The Detachment of the Military Police for Special Operations "Cobras" (Одред војне полиције специјалне намене „Кобре“) is a military police unit of the Serbian Armed Forces directly subordinated to the General Staff. The unit is responsible for close protection, counter-terrorism and special operations.

==History==
The unit was first established by the order of the Federal Secretary of People's Defence Nikola Ljubičić on 14 April 1978. The unit was included in a special 'Anti-terrorist Department' (Odeljenje Vojne policije za protivteroristička dejstva) within the 282nd battalion of the Yugoslav People's Army. In 1985 the department expanded and transformed into an 'Anti-terrorist platoon' (Vod za protivteroristička dejstva) within the Guard Brigade.
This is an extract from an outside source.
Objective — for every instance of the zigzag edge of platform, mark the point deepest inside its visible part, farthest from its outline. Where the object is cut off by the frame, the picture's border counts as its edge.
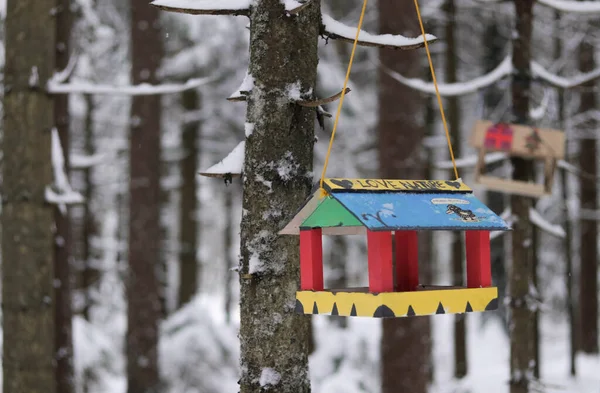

In 1992 it was transferred to the Special Units Corps of newly-formed Armed Forces of Serbia and Montenegro, which included the 63rd Parachute Brigade, 72nd Reconnaissance-Commando Battalion and 1st Guard Brigade. In 2000 the unit was placed under the direct command of the Chief of General Staff. The unit further expanded, with the help of colonel Stojan Kljajić who commanded the unit until 2005. In this period the symbol of a winged cobra twisted around a sword was adopted. It was organized as an anti-terrorist detachment in 2006 and has been since a component of the Military Police. Since 2013 a number of women have been included in the unit.

==Missions==
The main responsibilities in recent years include personal and technical protection of the President of the Republic, Minister of Defence, and Chief of the General Staff.